Беда с ними, горе одно. У меня еще есть, коля правду сказать, пять-шесть знатных работников — золото, не ребята! А другие-прочие хоть рукой махни — ничего не стоящие люди, как есть никакого звания не стоящие! А вот недавно порядился ко мне паренек из недальних. Ну, этот один за пятерых отслужит.

— Уж за пятерых! — недоверчиво сказал Иван Григорьич.

— Правду говорю, — молвил Патап Максимыч. — Что мне врать-то? Не продаю его тебе. Первый токарь по всему околотку. Обойди все здешние места, по всему Заволжью другого такого не сыскать. Вот перед истинным богом — право слово.

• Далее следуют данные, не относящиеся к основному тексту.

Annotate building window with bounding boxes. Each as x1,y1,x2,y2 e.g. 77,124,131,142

— Отколь же такого доспел? — спросил Иван Григорьич.

— По соседству, из деревни Поромовой, — ответил Патап Максимыч. — Трифона Лохматого слыхал?

— Лохматого? Знаю, — ответил Иван Григорьич, — добрый мужик; хороший.

— Сын его большой, — сказал Патап Максимыч. — Знатный парень, умница, книгочей и рассудливый. А из себя видный да здоровый такой, загляденье. Одно слово: парень первый сорт.

Настя в то время говорила с Аграфеной Петровной, отвечая ей невпопад. Словечко боялась проронить из отцовых речей.

— Как же ты залучил его? — спросил Иван Григорьич. — Старик Лохматый не то чтоб из бедных. Своя токарня, как же он пустил его? Такой парень, как ты об нем сказываешь, и дома живучи копейку доспеет.

— Сожгли их по осени, — молвил Патап Максимыч. — Недобрые люди токарню спалили. Водятся такие по нашим местам. Сами век по гулянкам, а доброму человеку зло. Мало, что сожгли старика Лохматого, обокрали на придачу. Что ни было залежных — все снесли, и коней со двора свели и коровенок. Оттого Алексей Лохматый и пошел ко мне, по бедности, значит, чтоб отцу поскорее оправиться. А не то — шут бы ему велел в чужие люди идти. Золото — ввек другого такого не нажить: дело у него в руках так и горит… Разборку посуды по сортам тоже знает! Лучше Савельича, дай бог ему царство небесное, даром, что молод… Намедни посуду с ним разбирали, ему только взглянуть — тотчас видит, куда что следует, в какой значит сорт, и каждый изъянец сразу заметит. Чаял дня в два разобрать, с ним в одно утро управился. Золото парень, говорю, просто золото.